3. The Christians follow Christ, to be sure, but Christ is not the faimly name of Jesus of Nazareth. ‘Christ’ comes from ‘Christos’, which means ‘the messiah’, ‘the anointed one’, ‘the promised one’ and such like. According to the Old Testament Bible, God had a covenant with the people of Israel that He will send someone to save them, and this promised one is the Christ. The discussion between the people of the Judaic faith and the Christians revolves precisely around this issue: Is Jesus of Nazareth the Christ, or was he a false messiah? The Christians believe that the Christ came down 2000 years ago, where the Judaic people are still waiting for him.

4. Even though Jesus and Mohammed have a very special place in Christianity and Islam respectively, neither Christ nor Mohammed are worshipped there. In their faith, one can worship only God (because this is what God has said), or one can worship the false God (the Devil). In such a case, one is indulging in false worship.

5. They see our ‘puja’ as worship. The only thing that we could possibly worship is the Devil and His minions. ‘Idolatry’ is the surface manifestation of Devil’s worship — that is so according to all these three religions.

There is Only one God, it is true, but there are false gods as well (according to their theology). Consequently, the question ‘if there is but one God, what matters how you call HIM/HER/IT, or even how you worship?’ is inadmissible because it is blasphemous. Remember, according to them, God also tells how He should be worshipped, what worshipping Him is, etc.

6. To call Muslims the ‘followers’ of Mohammed is to call their ‘beliefs’ and ‘practices’ man-made. To do this is to effectively deny that they are a religion (as they understand it). The Christians (and the Orientalists that Mujeeb refers to) called them (derogatorily) Mohammadens precisely because they believed that God had reveled himself in Christ and that Mohammed founded a new ‘religion’ (or a vague, confused sect). There is no way a devout Christian could accept that Mohammed is the last prophet of God and still remain Christian, any more than some one from the Judaic faith could accept that Jesus was the Christ and not become a Christian.

7. This means many things. All those deva’s (often translated as Hindu ‘gods’) belong to the subset of the Devil and his minions. This devil is not the Asuras, or the Nagas, or any other entities or beings we know (or heard of.) For all them belong to that set of: devil and his minions.

8. It follows too that the Ancient Greeks, Romans, the entire Asian, African continent worshipped the Devil. Apart from those converted into these three religions (Judaism did it in the first century C.E), the rest of the mankind is doing just one thing: worshipping the devil or his representations.

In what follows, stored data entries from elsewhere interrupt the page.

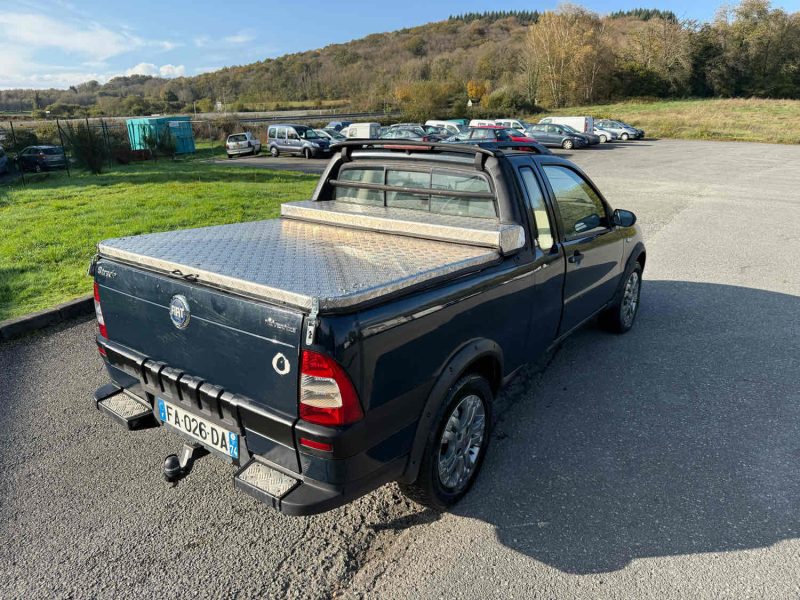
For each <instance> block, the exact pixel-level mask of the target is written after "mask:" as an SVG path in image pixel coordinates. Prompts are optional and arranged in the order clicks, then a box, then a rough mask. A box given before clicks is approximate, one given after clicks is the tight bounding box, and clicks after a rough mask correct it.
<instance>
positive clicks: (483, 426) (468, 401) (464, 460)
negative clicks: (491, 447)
mask: <svg viewBox="0 0 800 600" xmlns="http://www.w3.org/2000/svg"><path fill="white" fill-rule="evenodd" d="M485 437H486V412H485V410H484V407H483V401H482V400H481V399H480V397H478V396H477V395H475V394H471V395H469V396H466V397H464V398H463V399H462V400H461V402H459V403H458V404H457V405H456V407H455V409H453V412H452V413H450V417H449V418H448V419H447V424H446V425H445V427H444V431H442V437H441V439H440V440H439V480H440V481H441V483H442V485H443V486H444V487H445V488H447V489H449V490H451V491H453V492H459V491H460V490H462V489H464V487H465V486H466V485H467V484H468V483H469V481H470V479H471V478H472V475H473V474H474V473H475V469H476V467H477V465H478V458H479V457H480V454H481V449H482V448H483V445H484V441H485Z"/></svg>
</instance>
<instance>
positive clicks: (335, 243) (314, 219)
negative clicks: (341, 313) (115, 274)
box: [98, 203, 524, 312]
mask: <svg viewBox="0 0 800 600" xmlns="http://www.w3.org/2000/svg"><path fill="white" fill-rule="evenodd" d="M318 204H326V203H318ZM333 212H336V211H333ZM406 212H407V211H406ZM320 220H321V219H320V217H319V215H316V217H314V218H312V219H311V220H304V219H303V216H302V215H297V216H295V217H293V218H289V217H288V216H284V217H283V218H280V219H273V220H268V221H255V222H248V223H236V224H231V225H219V226H214V227H205V228H199V229H187V230H181V231H171V232H164V233H152V234H147V235H139V236H133V237H123V238H116V239H109V240H105V241H103V242H101V243H100V244H99V245H98V251H99V254H100V255H101V256H102V257H106V258H109V259H112V260H118V261H121V262H124V263H128V264H132V265H137V266H143V267H145V268H148V269H151V270H153V271H156V272H162V273H165V274H172V275H178V276H182V277H184V278H187V279H189V280H191V281H193V282H197V283H199V284H206V285H210V286H212V287H218V288H222V289H226V290H230V291H234V292H237V293H240V294H243V295H246V296H249V297H252V298H256V299H261V300H266V301H268V302H275V303H279V304H283V305H286V306H290V307H294V308H300V309H302V310H304V311H309V310H311V308H312V306H313V304H314V301H315V300H316V301H317V302H318V303H319V309H320V311H323V312H324V311H329V312H330V311H342V310H347V309H352V308H355V307H357V306H359V305H362V304H366V303H368V302H370V301H373V300H375V299H376V298H379V297H382V296H386V295H389V294H394V293H399V292H402V291H404V290H407V289H408V288H412V287H416V286H419V285H423V284H426V283H430V282H433V281H436V280H439V279H441V278H444V277H448V276H455V275H460V274H463V273H467V272H471V271H476V270H479V269H481V268H483V267H485V266H487V265H489V264H492V263H494V262H496V261H497V260H499V259H500V256H501V254H502V253H503V252H502V250H501V248H500V247H497V248H493V247H486V246H487V244H486V243H485V240H486V236H485V235H482V236H481V244H482V245H478V244H474V242H473V244H474V245H471V244H470V240H471V239H472V238H473V237H474V235H472V234H470V233H469V232H468V231H465V232H463V233H464V238H465V241H464V242H461V243H459V242H456V241H455V240H456V239H457V238H458V235H459V231H458V227H451V229H450V230H449V233H448V235H447V236H446V237H448V239H449V240H451V241H443V240H442V239H438V240H432V239H423V238H422V237H416V236H414V235H413V228H412V229H410V230H408V231H405V232H404V231H397V232H393V233H386V232H384V231H379V230H377V227H378V225H376V223H374V222H373V223H370V224H369V225H368V226H366V225H365V226H364V227H359V228H355V227H348V226H347V225H346V224H345V223H343V222H337V224H335V225H333V224H325V223H323V222H320ZM431 221H436V219H435V217H434V218H433V219H429V220H428V225H427V226H430V222H431ZM461 221H462V222H463V221H465V219H463V218H462V219H461ZM466 221H477V220H474V219H466ZM481 221H483V220H481ZM489 221H490V222H492V221H491V220H489ZM448 223H449V225H448V226H451V225H452V224H453V220H452V219H449V220H448ZM482 226H483V227H486V225H485V224H482ZM496 226H497V229H498V231H499V230H500V228H501V226H500V224H499V223H496ZM409 227H410V226H409ZM489 229H491V227H489ZM442 231H445V229H442ZM504 235H505V237H506V238H508V237H509V236H508V232H506V233H505V234H504ZM510 237H512V238H513V237H514V236H513V235H511V236H510ZM519 237H520V236H519V235H517V238H519ZM499 239H500V236H498V240H499ZM523 239H524V236H523ZM517 241H518V242H519V239H518V240H517ZM498 243H499V242H498Z"/></svg>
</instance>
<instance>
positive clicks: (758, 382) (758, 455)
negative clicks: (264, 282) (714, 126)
mask: <svg viewBox="0 0 800 600" xmlns="http://www.w3.org/2000/svg"><path fill="white" fill-rule="evenodd" d="M571 158H572V159H573V160H574V161H575V162H576V163H578V164H579V165H580V166H582V167H583V168H584V169H585V170H586V171H587V172H588V173H589V175H590V176H591V177H592V178H593V179H594V180H595V181H596V182H597V183H598V185H599V186H600V188H601V189H602V190H603V191H604V192H605V193H606V196H607V197H608V198H609V200H610V201H611V203H612V204H613V205H614V206H616V207H618V208H627V209H630V210H633V211H634V212H636V213H637V215H638V217H639V222H640V224H641V225H642V227H643V229H644V232H645V236H646V243H647V245H648V264H647V268H646V270H645V283H644V287H643V291H642V307H641V312H640V314H639V317H638V321H637V324H636V326H635V327H634V329H633V330H632V331H631V332H630V333H629V334H627V335H624V336H614V335H609V334H607V333H605V332H603V331H601V330H599V329H598V328H596V327H594V326H592V325H590V326H587V327H585V328H584V329H582V330H581V331H579V332H578V333H576V334H575V335H574V336H572V337H571V338H570V339H568V340H567V341H566V342H565V343H564V344H563V345H562V347H561V348H560V349H559V350H558V351H557V352H556V353H555V354H554V355H553V356H551V357H549V362H548V364H547V366H546V367H539V368H537V369H531V370H530V371H529V372H528V373H526V374H524V375H523V376H521V377H520V378H519V379H518V380H517V381H515V382H514V383H513V384H512V385H511V386H510V388H509V389H508V390H506V391H505V392H504V394H503V395H502V396H501V397H500V398H499V399H498V403H499V411H498V412H499V419H498V422H497V425H496V427H495V431H494V434H493V439H492V447H491V448H490V452H489V454H488V456H487V460H486V462H485V464H484V467H483V470H482V473H481V476H480V478H479V480H478V481H477V483H476V485H475V487H474V488H473V490H472V491H471V492H470V494H469V495H468V496H467V497H466V498H465V499H464V501H463V502H462V503H461V504H459V505H458V506H457V507H456V508H455V509H454V510H453V511H452V512H450V513H445V514H442V515H439V514H435V513H432V512H430V511H427V510H423V509H421V508H420V507H418V506H416V505H414V504H413V503H410V502H408V501H406V500H405V499H404V498H403V497H402V496H401V495H400V494H399V493H398V491H397V489H396V488H395V487H394V486H392V485H390V486H385V487H384V488H381V489H380V490H378V491H376V492H374V493H372V494H370V495H368V496H366V497H364V498H362V499H360V500H359V501H357V502H354V503H352V504H350V505H348V506H346V507H343V508H341V509H338V510H335V511H332V512H330V513H327V514H323V515H319V516H316V517H311V518H299V519H292V518H287V517H283V516H281V515H279V514H277V513H274V512H273V511H272V510H271V509H269V508H267V507H266V506H263V505H260V504H259V503H257V502H256V501H255V500H253V499H251V498H250V497H249V496H246V495H244V494H242V493H240V492H238V491H236V490H234V489H233V485H232V481H231V479H232V474H233V469H232V467H230V466H228V465H226V464H224V463H222V462H221V461H216V460H214V459H213V458H210V457H207V458H204V459H202V460H200V461H199V462H198V463H197V464H196V465H195V468H194V470H193V472H192V474H191V476H190V477H188V478H187V479H186V480H184V481H182V482H180V483H179V484H178V485H177V486H176V487H170V486H168V485H167V484H166V483H165V482H164V481H163V479H162V478H161V473H160V465H161V462H162V460H163V458H164V456H165V455H167V454H169V453H171V452H174V451H175V450H176V449H177V448H178V447H179V445H180V442H179V441H178V439H177V438H175V437H173V436H171V435H170V434H168V433H167V432H165V431H164V430H162V429H151V430H146V431H140V432H133V433H129V432H125V431H123V430H122V429H120V428H118V427H116V426H115V425H113V424H112V423H111V422H110V421H109V420H107V419H106V418H105V417H103V416H102V415H101V414H99V413H98V412H97V411H95V410H94V408H93V406H92V402H91V394H92V392H93V391H94V389H95V388H97V387H98V386H99V385H101V384H103V383H104V382H105V380H106V379H105V375H104V373H103V370H102V367H101V363H100V360H99V358H98V357H97V355H96V350H95V349H94V347H93V343H92V336H93V335H94V328H95V326H94V323H93V321H91V320H79V321H73V322H70V323H66V324H64V325H62V326H60V327H58V328H54V329H50V330H47V331H44V332H41V333H38V334H36V335H33V336H31V337H29V338H26V339H23V340H19V341H16V342H12V343H6V344H4V345H0V403H2V407H3V410H2V411H0V539H2V540H3V543H2V544H0V597H2V598H26V599H27V598H96V597H114V598H140V597H160V598H183V597H206V596H207V597H236V598H256V597H258V598H267V597H269V598H275V597H290V598H331V597H345V598H393V599H394V598H470V599H471V598H475V599H479V598H480V599H482V598H491V597H503V598H526V599H527V598H653V599H664V598H687V597H692V598H792V597H798V596H800V577H798V573H799V572H800V540H798V537H800V477H799V475H800V435H798V434H799V433H800V391H799V389H798V384H797V382H798V376H799V375H800V335H799V334H800V234H798V229H797V225H796V224H797V223H800V195H799V194H798V190H800V169H798V168H797V165H798V164H800V148H798V147H795V146H772V145H761V144H736V143H719V142H682V141H671V140H661V141H659V140H645V141H641V142H629V143H627V144H614V145H611V146H603V147H600V148H593V149H590V150H584V151H575V152H573V153H572V156H571ZM287 160H289V159H287ZM287 164H289V168H291V162H289V163H287Z"/></svg>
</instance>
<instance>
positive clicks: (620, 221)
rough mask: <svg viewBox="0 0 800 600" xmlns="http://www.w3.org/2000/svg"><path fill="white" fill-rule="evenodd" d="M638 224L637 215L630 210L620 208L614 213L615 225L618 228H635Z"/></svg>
mask: <svg viewBox="0 0 800 600" xmlns="http://www.w3.org/2000/svg"><path fill="white" fill-rule="evenodd" d="M634 223H636V215H635V214H633V213H632V212H631V211H629V210H622V209H621V208H618V209H616V210H615V211H614V225H617V226H618V227H633V225H634Z"/></svg>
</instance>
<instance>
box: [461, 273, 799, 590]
mask: <svg viewBox="0 0 800 600" xmlns="http://www.w3.org/2000/svg"><path fill="white" fill-rule="evenodd" d="M642 300H643V304H642V310H641V312H640V315H639V321H638V322H637V324H636V326H635V327H634V329H633V330H632V331H631V332H630V333H629V334H627V335H625V336H614V335H610V334H606V333H603V332H600V331H599V330H597V329H596V328H593V327H588V328H586V329H584V330H583V331H581V332H579V333H577V334H576V335H575V336H573V337H572V338H571V339H569V340H568V341H567V342H566V343H565V344H564V346H563V347H562V348H561V350H560V351H559V352H558V354H557V355H556V356H555V358H554V360H553V361H552V363H551V365H550V366H549V367H548V368H547V369H546V370H545V371H544V372H543V373H541V374H540V375H537V376H535V378H536V381H533V379H531V378H530V377H529V381H527V382H526V381H523V382H522V385H518V386H513V387H512V389H511V390H510V391H509V392H508V394H511V395H517V394H519V395H521V397H518V398H514V399H513V400H512V401H510V402H509V405H510V406H509V407H508V408H507V410H506V411H505V412H504V413H503V414H502V415H501V417H500V419H499V421H498V423H497V426H496V429H495V433H494V440H493V447H492V448H491V449H490V451H489V455H488V456H487V461H486V463H485V464H484V468H483V470H482V473H481V477H479V479H478V481H477V483H476V485H475V487H474V488H473V490H472V492H471V493H470V494H469V495H468V496H467V497H466V498H465V500H464V501H463V503H462V504H461V505H459V506H457V507H456V509H455V511H454V512H455V513H456V514H460V515H463V516H466V517H471V518H475V519H480V520H483V521H485V522H487V523H489V524H491V525H493V526H494V528H495V531H496V535H497V538H498V540H499V541H500V542H502V543H503V544H504V545H506V546H508V547H509V548H512V549H514V550H516V551H518V552H520V553H523V554H525V555H528V556H531V557H533V558H535V559H537V560H539V561H542V562H544V563H546V564H548V565H551V566H553V567H555V568H557V569H559V570H561V571H564V572H568V573H576V574H587V573H602V572H608V571H614V570H617V569H621V568H623V567H624V566H625V565H627V564H628V563H629V562H630V561H632V560H633V559H636V558H642V557H651V556H670V555H678V554H689V553H698V552H726V551H731V550H741V549H747V548H760V547H765V546H769V545H771V544H775V543H776V542H779V541H781V540H784V539H789V538H794V537H798V536H800V388H798V385H797V382H798V380H800V341H799V340H800V335H798V334H800V325H799V323H800V298H798V297H796V296H791V295H786V294H780V293H774V292H768V291H760V290H755V289H749V288H742V287H734V286H726V285H714V284H705V283H689V282H682V281H646V282H645V287H644V288H643V293H642ZM531 383H534V384H535V385H533V386H531Z"/></svg>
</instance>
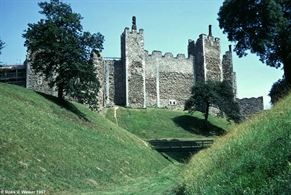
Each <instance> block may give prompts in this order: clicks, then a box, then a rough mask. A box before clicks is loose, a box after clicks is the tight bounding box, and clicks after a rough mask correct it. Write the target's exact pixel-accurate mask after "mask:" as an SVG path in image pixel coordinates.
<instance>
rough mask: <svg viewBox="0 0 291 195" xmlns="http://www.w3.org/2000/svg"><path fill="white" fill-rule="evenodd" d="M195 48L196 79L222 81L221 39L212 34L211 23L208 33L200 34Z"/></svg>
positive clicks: (198, 81)
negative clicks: (215, 37) (214, 37)
mask: <svg viewBox="0 0 291 195" xmlns="http://www.w3.org/2000/svg"><path fill="white" fill-rule="evenodd" d="M195 50H196V52H195V72H196V75H195V76H196V77H195V78H196V79H195V81H196V82H202V81H206V80H215V81H221V80H222V67H221V59H220V39H219V38H214V37H213V36H212V29H211V25H209V33H208V35H205V34H201V35H199V38H198V39H197V41H196V47H195ZM188 53H189V52H188Z"/></svg>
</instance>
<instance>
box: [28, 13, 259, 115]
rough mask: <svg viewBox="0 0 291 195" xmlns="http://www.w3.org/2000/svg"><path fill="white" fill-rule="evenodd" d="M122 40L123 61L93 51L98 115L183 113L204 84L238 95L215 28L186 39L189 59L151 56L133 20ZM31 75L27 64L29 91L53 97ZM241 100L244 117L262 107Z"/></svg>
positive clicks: (181, 54)
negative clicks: (145, 47) (133, 111)
mask: <svg viewBox="0 0 291 195" xmlns="http://www.w3.org/2000/svg"><path fill="white" fill-rule="evenodd" d="M120 38H121V57H118V58H106V57H105V58H103V57H102V55H101V53H99V52H97V51H94V52H93V53H92V60H93V64H94V66H96V67H97V74H98V79H99V82H100V84H101V89H100V91H99V97H98V100H99V111H102V110H104V108H105V107H110V106H114V105H122V106H127V107H132V108H145V107H159V108H165V107H166V108H171V109H183V108H184V103H185V100H187V99H188V98H189V97H190V95H191V87H192V86H193V85H194V84H195V83H196V82H204V81H206V80H216V81H222V80H229V81H230V83H231V85H232V88H233V92H234V94H235V96H236V94H237V87H236V74H235V72H234V71H233V61H232V50H231V46H229V48H228V51H226V52H225V54H224V55H223V56H222V55H221V45H220V39H219V38H216V37H213V35H212V30H211V25H209V32H208V35H206V34H201V35H199V37H198V39H197V40H196V42H195V41H193V40H191V39H189V40H188V46H187V47H188V56H187V57H186V56H185V55H184V54H178V55H177V56H175V57H174V56H173V54H172V53H169V52H167V53H165V54H164V55H163V54H162V52H161V51H153V52H151V53H150V54H149V52H148V51H146V50H145V49H144V30H143V29H139V30H137V25H136V18H135V17H133V18H132V28H131V30H130V29H129V28H125V29H124V31H123V33H122V34H121V36H120ZM221 56H222V59H221ZM32 73H33V71H31V70H30V68H29V65H28V66H27V88H30V89H34V90H36V91H41V92H44V93H48V94H53V93H54V90H48V87H47V84H46V83H45V81H44V80H43V79H42V78H41V77H40V76H39V75H35V74H32ZM237 101H238V102H239V103H240V105H241V107H242V108H243V109H242V110H243V111H242V112H243V113H242V115H243V116H244V117H245V118H247V116H249V115H252V114H253V113H255V112H257V111H258V110H262V109H263V99H262V97H259V98H251V99H243V100H239V99H237ZM253 102H256V104H257V105H256V106H254V104H253ZM252 107H254V109H252Z"/></svg>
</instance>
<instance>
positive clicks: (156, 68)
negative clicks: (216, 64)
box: [145, 51, 194, 109]
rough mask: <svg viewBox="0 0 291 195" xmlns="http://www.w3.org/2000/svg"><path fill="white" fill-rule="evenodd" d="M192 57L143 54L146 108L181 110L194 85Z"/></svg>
mask: <svg viewBox="0 0 291 195" xmlns="http://www.w3.org/2000/svg"><path fill="white" fill-rule="evenodd" d="M193 60H194V58H193V56H190V57H189V58H186V57H185V55H184V54H178V55H177V56H176V57H173V54H172V53H165V55H162V52H160V51H153V52H152V54H150V55H149V54H148V52H147V51H146V52H145V63H146V98H147V104H146V105H147V106H156V107H171V108H179V109H183V107H184V102H185V100H186V99H187V98H189V96H190V95H191V86H193V84H194V67H193Z"/></svg>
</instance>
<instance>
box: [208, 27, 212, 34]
mask: <svg viewBox="0 0 291 195" xmlns="http://www.w3.org/2000/svg"><path fill="white" fill-rule="evenodd" d="M211 27H212V25H209V26H208V29H209V30H208V36H210V37H212V29H211Z"/></svg>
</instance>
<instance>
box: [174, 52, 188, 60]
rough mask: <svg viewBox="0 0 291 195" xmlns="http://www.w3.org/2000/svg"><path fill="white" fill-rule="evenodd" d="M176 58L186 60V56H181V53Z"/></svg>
mask: <svg viewBox="0 0 291 195" xmlns="http://www.w3.org/2000/svg"><path fill="white" fill-rule="evenodd" d="M176 58H177V59H186V57H185V54H181V53H179V54H177V57H176Z"/></svg>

9. You cannot compare a Buddha, or a Digambara or even a Shankara to either Mohammed or Jesus. People in Christianity or Islam are not ‘saved’ because they have been good men, great teachers, ethically extremely great, or whatever. Salvation in these religions is totally contingent upon accepting Allah and His prophet, or seeing in Jesus God’s plan for the rest of mankind. Buddha is not a great saint: to the Protestants and Muslims he is also a minion of the Devil.

Why this long note? Not to provide a short course in theology, but to draw your attention to something else that is far more alluring, important, and worthwhile than having altercations with a Mujeeb or a Naseem. And that is to start reflecting on our experiences, our traditions, our ways of living. Much the same way the Orientalists built an image of the Muslims, they have built even stronger images of ourselves, our so-called ‘hindu religion’, etc. These images were not built to flatter us (they were not even reasonably accurate descriptions of our part of the world), but to denigrate us. Question is: why should we reproduce their trash (about both ourselves and others) today? Are we not mature or intelligent enough to reflect about our experiences in the world, our traditions, etc. and see what we have and we do not? And who we are and who we are not?